コンペに出た2本の中国映画、1987年生まれのジュー・ションゾー監督の『また一年』と1965年生まれのシャー・チン監督の『孤独な存在』は、時間の経過を描く点で似ている。中国の庶民の生活、とりわけその生活音を執拗に聴かせる店でも共通点がある。

ただそのアプローチは全く逆。『また1年』は、中国の武漢に近い田舎の家にカメラを据える。「1月」「2月」とクレジットが現れて、各シーンが十数分、家の中に置いた固定カメラが家族を捉える。毎回カメラの位置は変わる。変わらないのは、大半で家族が食事をしていること。

4月だったか、カメラには家族の写真しか写らず、そこにテレビ画面が反射する。画面の外では祖父が電話で話している。どうも倒れた祖母のことらしい。父が出てくるのは8月からで、それまでは武漢に出稼ぎに行っていたようだ。近所のおばさんが出てくることもある。中学生の長女は中盤は出てこない。

テレビは写ったり写らなかったりするが、その音はほとんどの場面で聞こえてくる。あるいは家族の食べる音。カメラはテーブルの高さに置かれることが多いので料理自体はあまり写らないが。父も祖父もビールを瓶からそのまま飲む。父は母に「ビールがないと生きていけないの?」と言われながら。

カメラの位置は偶然のように見えて、実は周到に計算されている。小さな部屋から世界のすべてを見せるために。微視的に捉えられた日常から、人間の普遍的な営みが立ち上がる。最後に「また1年」と出て正月の家庭が写る。1年前と同じようで、どこかが違う。
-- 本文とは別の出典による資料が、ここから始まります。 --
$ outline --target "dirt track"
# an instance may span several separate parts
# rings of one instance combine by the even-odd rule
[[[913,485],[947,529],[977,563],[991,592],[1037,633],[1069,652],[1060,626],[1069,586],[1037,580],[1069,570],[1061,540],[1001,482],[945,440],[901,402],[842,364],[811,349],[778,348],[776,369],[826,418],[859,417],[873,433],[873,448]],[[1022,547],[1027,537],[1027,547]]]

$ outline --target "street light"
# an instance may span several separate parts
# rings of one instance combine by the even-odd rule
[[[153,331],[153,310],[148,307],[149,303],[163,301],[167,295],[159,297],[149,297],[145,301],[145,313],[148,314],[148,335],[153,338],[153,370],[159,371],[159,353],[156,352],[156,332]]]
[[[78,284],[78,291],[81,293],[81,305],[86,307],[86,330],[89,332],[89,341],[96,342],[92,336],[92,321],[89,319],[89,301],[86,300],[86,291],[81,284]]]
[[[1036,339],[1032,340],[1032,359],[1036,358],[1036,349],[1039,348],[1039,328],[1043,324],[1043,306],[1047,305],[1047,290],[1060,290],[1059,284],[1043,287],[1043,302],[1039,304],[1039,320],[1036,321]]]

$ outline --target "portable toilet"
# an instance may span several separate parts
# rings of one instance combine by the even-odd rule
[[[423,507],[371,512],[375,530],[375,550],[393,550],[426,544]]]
『孤独な存在』は、大半は街の中で行きかう人々にカメラを向けるが、ときおり無人の暗い家の中を映し出す。台詞はほとんどなく、何度か監督の独白のような字幕がはさみこまれる。現代中国社会の喧騒と、監督の絶対的な孤独が対比される。いささかセンチメンタルではあるが、これまた世界のどこにもある現状を見せている。

昨日書いた日本映画2本が激しく政府を糾弾するのに比べて、中国の2本は日常の細部を見せるだけ。もちろん今の中国で正面切っての政府批判は難しいだろうが、この執拗で強烈な内向性は何だろうかと考えた。考えてみたら4本とも普通の庶民を描いているのだが。